Hypercapnia-induced long-term depression of respiratory activity requires alpha 2-adrenergic receptors

K. B. Bach and G. S. Mitchell

Department of Comparative Biosciences and Center for Neuroscience, University of Wisconsin, Madison, Wisconsin 53706

We investigated the effects of repeated hypercapnic episodes (inspired CO2 fraction = 0.10) on posthypercapnic respiratory nerve discharge. Anesthetized (urethan), vagotomized, and artificially ventilated rats were presented with three consecutive 5-min episodes of hyperoxic hypercapnia, separated by 5 min of hyperoxic normocapnia (inspired O2 fraction = 0.5). Respiratory nerve discharge and blood gases were recorded before and 30 and 60 min after the final hypercapnic episode. Posthypercapnia, arterial PCO2 was maintained within 1 Torr of initial baseline values.
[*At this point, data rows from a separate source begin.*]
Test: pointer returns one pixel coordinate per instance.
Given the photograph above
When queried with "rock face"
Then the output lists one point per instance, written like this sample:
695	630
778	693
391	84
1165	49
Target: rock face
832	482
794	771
Integrated phrenic and hypoglossal burst amplitudes decreased posthypercapnia by up to 46 ± 17 and 55 ± 13% of baseline values, respectively, and remained reduced for at least 1 h [long-term depression (LTD)]. The protocol was repeated in rats pretreated with the alpha 2-adrenergic antagonists yohimbine HCl (0.5 mg/kg; n = 7) or 2-[2-(2-methoxy-1,4-benzodioanyl)]imidazoline (RX-821002) HCl (0.25 mg/kg; n = 3). Both drugs attenuated LTD in the phrenic and hypoglossal neurograms. Results indicate that episodic hypercapnia elicits a yohimbine- and RX-821002-sensitive LTD of respiratory nerve activity in rats, suggesting that LTD requires alpha 2-receptor activation.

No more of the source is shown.